By: S.C. Lawyers Weekly staff//August 26, 2021
By: S.C. Lawyers Weekly staff//August 26, 2021
Where the drug defendant asked that his sentence be reduced by five years but received only a two-year reduction, there was no abuse of discretion because the district court considered his arguments and balanced the nature of his offense, his post-sentencing mitigation evidence and his criminal record, his new guidelines sentencing range and the new statutory mandatory minimum.
Background
After 35 state-court convictions over eight years, Cobey Daron Webb was federally indicted on 12 counts stemming from a drug conspiracy that involved dealing in crack cocaine and intimidating, assaulting and robbing other drug dealers. In 2006, Webb agreed to plead guilty to the overall drug conspiracy and to brandishing and discharging a firearm during a drug trafficking crime. Together these two counts required at least 20 years in prison: 10 years for each count to run consecutively.
As part of his plea agreement, Webb agreed to the 20-year minimum sentence. And as part of that agreement, the government agreed to dismiss the other counts, which carried a mandatory 50 additional years of incarceration.
Fourteen years after his conviction, Webb filed a motion for reduction in sentence under the First Step Act. Webb sought a five-year sentence reduction. The district court gave him a two-year sentence reduction, considering his rehabilitation efforts in prison and family support alongside his serious offense conduct, extensive criminal history, sentencing-guidelines range and mandatory-minimum sentence.
Analysis
Webb argues that the district court did not adequately explain its decision to reduce his sentence by only two years given the mitigating evidence he presented. The court disagrees.

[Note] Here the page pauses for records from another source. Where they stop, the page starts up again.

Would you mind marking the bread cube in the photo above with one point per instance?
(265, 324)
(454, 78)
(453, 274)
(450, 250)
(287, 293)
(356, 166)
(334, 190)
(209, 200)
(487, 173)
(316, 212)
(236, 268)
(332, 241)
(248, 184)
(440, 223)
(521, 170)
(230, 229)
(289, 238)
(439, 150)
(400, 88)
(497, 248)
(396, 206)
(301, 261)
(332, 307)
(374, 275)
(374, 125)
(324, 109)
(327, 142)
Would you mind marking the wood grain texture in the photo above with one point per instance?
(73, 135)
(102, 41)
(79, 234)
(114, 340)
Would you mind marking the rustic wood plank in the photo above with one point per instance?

The explanation the district court gave here was more than sufficient. Webb put on three witnesses that explained Webb had changed in prison and had a family to support him on the outside. Webb also argued that his prison record, his payment of his fine and his work ethic supported reducing his sentence. The district court acknowledged all these arguments.
But a district court must consider these mitigating arguments alongside the aggravating circumstances. And so the district court here turned to Webb’s offense conduct and criminal record to find that a five-year sentence reduction was not warranted. The district court recognized that Webb’s plea agreement “was an awfully good one” that “got [Webb] out from under a lot of time” and that the offense conduct was “serious and [ ] severe and deserve[d] punishment.” Had Webb “been fully prosecuted, [he’d] be in prison pretty much the rest of [his] life.”
Webb argues that the district court erred in relying on Webb’s offense conduct without ordering discovery of the grand jury transcripts. In unspecified ways, Webb suggests that this discovery would have permitted him to confront or contextualize the report’s description of Webb’s criminal actions. But the district court did not have to provide discovery in this nonplenary resentencing before relying on Webb’s offense conduct.
As always, the district court here possessed broad discretion in overseeing discovery. This is particularly so when the requested discovery was of grand jury transcripts, and the district court reviewed those grand jury transcripts in camera and concluded that they did not “create any persuasive reason to have those subject to discovery.”
And it remains unclear how discovery could have helped Webb. Webb expressly indicated at his initial sentencing that he had no objections to the facts in the presentence report. And the only reason he requested the transcripts was to attack those facts. Yet Webb could not now use these transcripts to collaterally attack his offense conduct in the First Step Act sentence-reduction hearing. Webb fails to identify how else the requested discovery could be relevant, so the district court acted properly in denying discovery of the grand jury transcripts and instead relying on the offense conduct recounted in the adopted presentence report.
Affirmed.
United States v. Webb (Lawyers Weekly No. 001-150-21, 8 pp.) (Julius N. Richardson, J.) Case No. 19-6491. July 19, 2021. From W.D. Va. (Glen E. Conrad, S.J.) Juval O. Scott and Christine Madeleine Lee for Appellant. Thomas T. Cullen and S. Cagle Juhan for Appellee.